So steht die Action dann auch oft eher im Dienste der Komik, etwa wenn Harley bei einem Gefängnisausbruch Zeichentrickblumen und -tiere durch die Gegend fliegen und tollen sieht, während die Wachleute gleich dutzendfach zersiebt werden. Dadurch fehlt mancher Schlägerei und Schießerei ein wenig der Nachdruck, da sie eher als brutale Slapstickszenen angelegt sind. Zudem ist der Showdown etwas überlang, wenn es nach der Erstürmung eines alten Nazi-Labors, diversen Kämpfen in dem Gebäude und auf dem zusammenfallenden Koloss noch einen Boss-Fight gegen ein Übermonster im Kaiju-Format gibt. Dies ist allerdings so durchgeknallt und schräg designt, dass es im Kosmos des Superheldenfilms eine Alleinstellung einnimmt.

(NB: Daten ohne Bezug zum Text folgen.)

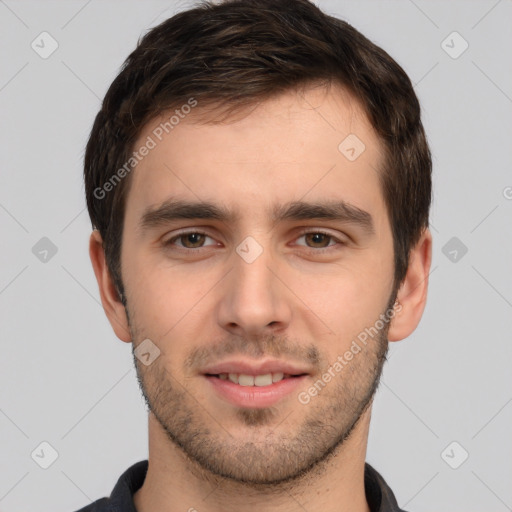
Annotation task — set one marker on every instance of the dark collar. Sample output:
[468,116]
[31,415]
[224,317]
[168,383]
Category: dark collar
[378,494]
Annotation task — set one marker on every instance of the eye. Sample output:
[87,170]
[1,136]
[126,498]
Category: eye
[190,240]
[319,240]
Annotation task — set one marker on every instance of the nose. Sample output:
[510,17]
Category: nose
[253,299]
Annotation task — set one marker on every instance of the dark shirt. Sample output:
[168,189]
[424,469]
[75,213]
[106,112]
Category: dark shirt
[379,496]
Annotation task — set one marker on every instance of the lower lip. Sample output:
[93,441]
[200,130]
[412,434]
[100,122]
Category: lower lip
[255,396]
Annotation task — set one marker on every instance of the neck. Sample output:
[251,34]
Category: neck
[175,483]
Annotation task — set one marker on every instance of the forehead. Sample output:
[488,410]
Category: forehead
[313,144]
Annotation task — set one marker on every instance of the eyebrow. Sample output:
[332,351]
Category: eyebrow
[339,210]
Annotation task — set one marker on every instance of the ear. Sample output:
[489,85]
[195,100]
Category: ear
[114,308]
[412,294]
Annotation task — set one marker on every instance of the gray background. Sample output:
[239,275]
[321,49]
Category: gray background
[67,380]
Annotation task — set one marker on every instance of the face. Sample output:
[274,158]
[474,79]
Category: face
[256,255]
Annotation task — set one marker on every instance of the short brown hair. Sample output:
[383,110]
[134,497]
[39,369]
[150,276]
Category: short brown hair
[241,52]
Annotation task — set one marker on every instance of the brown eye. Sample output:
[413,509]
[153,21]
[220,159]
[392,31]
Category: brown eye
[317,240]
[192,240]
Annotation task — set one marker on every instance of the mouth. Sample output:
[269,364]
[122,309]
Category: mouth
[250,384]
[262,380]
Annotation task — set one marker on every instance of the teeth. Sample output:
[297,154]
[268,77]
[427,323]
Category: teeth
[245,380]
[276,377]
[253,380]
[263,380]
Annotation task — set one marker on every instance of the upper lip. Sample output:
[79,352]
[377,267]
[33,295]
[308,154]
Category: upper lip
[255,367]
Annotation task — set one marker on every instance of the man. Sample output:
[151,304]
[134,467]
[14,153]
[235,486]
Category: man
[259,182]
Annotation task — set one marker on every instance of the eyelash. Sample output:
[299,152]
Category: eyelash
[301,234]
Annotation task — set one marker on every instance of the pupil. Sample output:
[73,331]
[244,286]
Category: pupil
[319,239]
[193,239]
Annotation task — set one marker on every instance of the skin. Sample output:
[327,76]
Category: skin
[294,301]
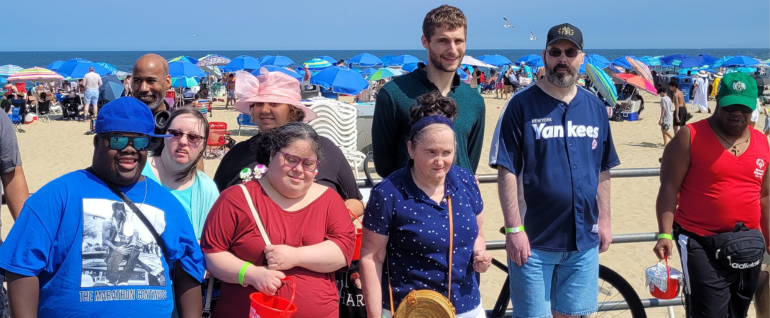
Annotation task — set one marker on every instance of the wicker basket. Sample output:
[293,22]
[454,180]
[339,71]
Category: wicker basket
[425,304]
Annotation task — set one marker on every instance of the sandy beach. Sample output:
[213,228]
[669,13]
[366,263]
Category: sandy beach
[52,149]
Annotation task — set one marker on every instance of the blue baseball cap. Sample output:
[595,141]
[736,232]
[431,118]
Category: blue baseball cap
[126,114]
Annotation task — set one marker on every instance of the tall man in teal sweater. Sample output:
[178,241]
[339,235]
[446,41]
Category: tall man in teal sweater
[444,30]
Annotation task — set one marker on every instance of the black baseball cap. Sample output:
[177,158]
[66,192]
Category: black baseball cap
[565,31]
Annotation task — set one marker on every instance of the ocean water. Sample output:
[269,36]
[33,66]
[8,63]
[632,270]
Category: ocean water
[124,60]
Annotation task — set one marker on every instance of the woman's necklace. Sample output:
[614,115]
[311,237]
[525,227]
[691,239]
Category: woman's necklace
[734,147]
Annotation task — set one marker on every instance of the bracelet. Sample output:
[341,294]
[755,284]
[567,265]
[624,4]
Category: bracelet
[514,229]
[243,273]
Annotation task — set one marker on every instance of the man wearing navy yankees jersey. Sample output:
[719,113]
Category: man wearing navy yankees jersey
[553,150]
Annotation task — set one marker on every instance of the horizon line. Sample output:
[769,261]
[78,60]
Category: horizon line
[400,49]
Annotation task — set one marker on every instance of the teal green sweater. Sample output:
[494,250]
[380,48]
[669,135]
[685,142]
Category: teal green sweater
[391,123]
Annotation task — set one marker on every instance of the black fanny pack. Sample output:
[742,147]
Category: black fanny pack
[740,249]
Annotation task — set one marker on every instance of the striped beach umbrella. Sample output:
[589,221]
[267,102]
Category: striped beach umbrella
[317,64]
[8,70]
[35,74]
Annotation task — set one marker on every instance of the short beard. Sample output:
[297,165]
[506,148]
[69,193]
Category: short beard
[561,80]
[435,60]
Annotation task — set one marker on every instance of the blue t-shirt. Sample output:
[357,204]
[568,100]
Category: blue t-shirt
[556,150]
[418,230]
[94,256]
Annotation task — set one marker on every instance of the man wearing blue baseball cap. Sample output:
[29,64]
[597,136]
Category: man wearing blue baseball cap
[105,240]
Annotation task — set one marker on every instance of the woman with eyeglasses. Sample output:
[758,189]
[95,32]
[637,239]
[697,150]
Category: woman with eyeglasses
[307,226]
[174,165]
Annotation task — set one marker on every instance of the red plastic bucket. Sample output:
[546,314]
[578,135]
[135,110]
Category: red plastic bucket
[264,306]
[671,291]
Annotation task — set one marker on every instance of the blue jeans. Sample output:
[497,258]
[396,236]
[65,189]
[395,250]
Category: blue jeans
[564,282]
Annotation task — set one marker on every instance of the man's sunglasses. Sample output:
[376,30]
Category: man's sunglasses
[120,142]
[557,52]
[193,138]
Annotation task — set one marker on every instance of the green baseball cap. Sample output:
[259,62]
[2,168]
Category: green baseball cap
[738,89]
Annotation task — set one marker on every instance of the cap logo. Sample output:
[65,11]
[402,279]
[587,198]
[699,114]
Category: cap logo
[739,86]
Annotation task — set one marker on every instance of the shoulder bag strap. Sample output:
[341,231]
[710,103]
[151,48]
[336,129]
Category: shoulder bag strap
[138,213]
[255,214]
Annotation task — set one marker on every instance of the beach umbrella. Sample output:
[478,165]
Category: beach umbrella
[212,60]
[409,67]
[111,88]
[272,68]
[278,60]
[740,60]
[340,80]
[384,73]
[317,64]
[496,60]
[637,81]
[184,82]
[669,60]
[35,74]
[706,59]
[54,65]
[113,70]
[365,60]
[594,59]
[184,58]
[401,60]
[531,60]
[78,68]
[603,84]
[243,62]
[649,60]
[328,59]
[184,69]
[8,70]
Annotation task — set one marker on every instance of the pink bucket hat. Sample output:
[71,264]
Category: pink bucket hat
[268,87]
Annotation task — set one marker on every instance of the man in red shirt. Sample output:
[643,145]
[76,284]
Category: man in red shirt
[714,198]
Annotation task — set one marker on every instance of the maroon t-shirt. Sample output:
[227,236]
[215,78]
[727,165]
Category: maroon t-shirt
[231,227]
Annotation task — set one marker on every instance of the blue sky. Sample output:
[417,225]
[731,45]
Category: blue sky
[107,25]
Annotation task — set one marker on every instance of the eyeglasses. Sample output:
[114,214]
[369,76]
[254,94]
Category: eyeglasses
[557,52]
[308,164]
[120,142]
[193,138]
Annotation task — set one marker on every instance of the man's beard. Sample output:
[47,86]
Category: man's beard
[561,79]
[436,61]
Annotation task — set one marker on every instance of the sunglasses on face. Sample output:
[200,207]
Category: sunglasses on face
[120,142]
[733,108]
[554,52]
[308,164]
[178,134]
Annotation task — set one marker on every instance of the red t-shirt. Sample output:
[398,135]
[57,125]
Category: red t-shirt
[721,189]
[231,227]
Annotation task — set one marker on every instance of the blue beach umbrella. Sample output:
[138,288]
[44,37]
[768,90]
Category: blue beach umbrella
[184,69]
[278,60]
[111,88]
[531,60]
[113,70]
[328,59]
[365,60]
[78,68]
[741,60]
[341,80]
[54,65]
[243,62]
[401,60]
[272,68]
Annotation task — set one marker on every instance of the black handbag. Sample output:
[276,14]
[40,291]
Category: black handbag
[740,249]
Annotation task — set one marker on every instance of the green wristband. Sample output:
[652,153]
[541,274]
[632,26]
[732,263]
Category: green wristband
[665,236]
[514,229]
[243,273]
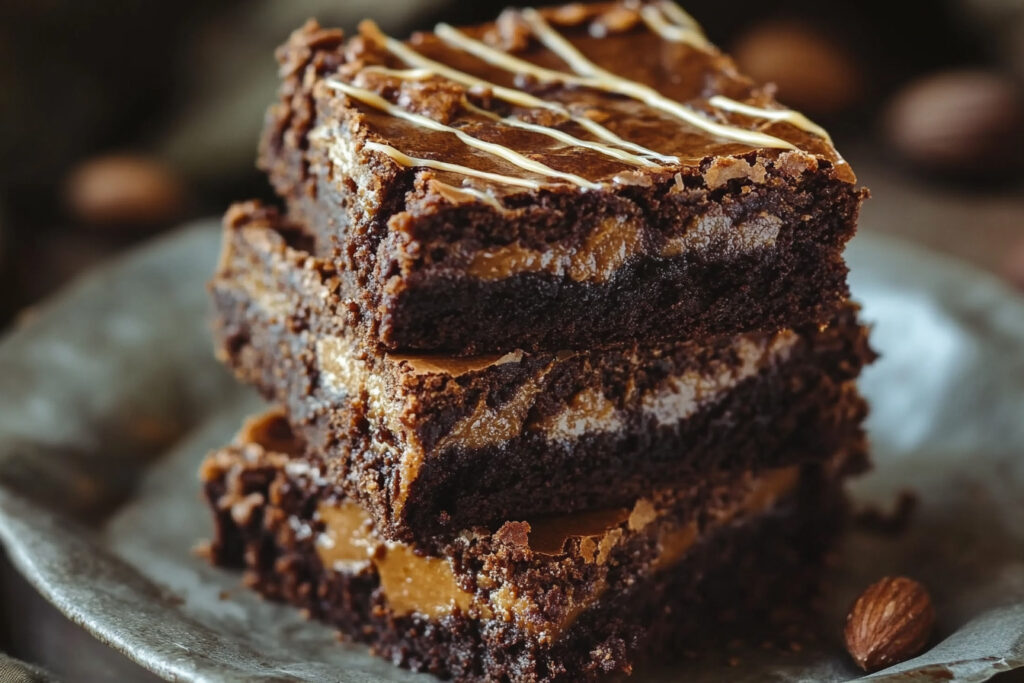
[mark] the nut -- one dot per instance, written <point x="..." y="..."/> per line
<point x="891" y="622"/>
<point x="812" y="73"/>
<point x="124" y="190"/>
<point x="960" y="123"/>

„The Suicide Squad“ dreht nicht ganz so sehr frei wie die „Deadpool“-Filme, verzichtet auf das Durchbrechen der vierten Wand und ähnliche Meta-Scherze, ist aber sonst ein ziemlich ungezügelter Spaß, der sich für Einzelszenen von den verschiedensten Formaten inspirieren lässt, vom Guys-on-a-Mission-Genre (Gunn gab Werke wie „Das dreckige Dutzend“ und „Stoßtrupp Gold“ als Inspiration an) über Kreaturen der Marke „Alien“ und „The Puppetmasters“ bis hin zu schwülstiger Soap-Romantik. Ernst nimmt Gunn dagegen den Ansatz, dass es hier größtenteils um schlechte Menschen geht, die böse Dinge tun: Obwohl Bloodsport im Verlauf des Films menschlicher wird, ist er ein ähnlich harter Killer wie Peacemaker, der für den Weltfrieden so viele Männer, Frauen und Kinder töten würde wie nötig. Amanda Waller ist immer noch eine Mörderin, die andere ohne mit der Wimper zu zucken in den Tod schickt und eine eigene Agenda hat. Die findet sich auch bei den Mitgliedern der Squad, unter denen sich schon in der Auftaktszene ein Verräter zu erkennen gibt.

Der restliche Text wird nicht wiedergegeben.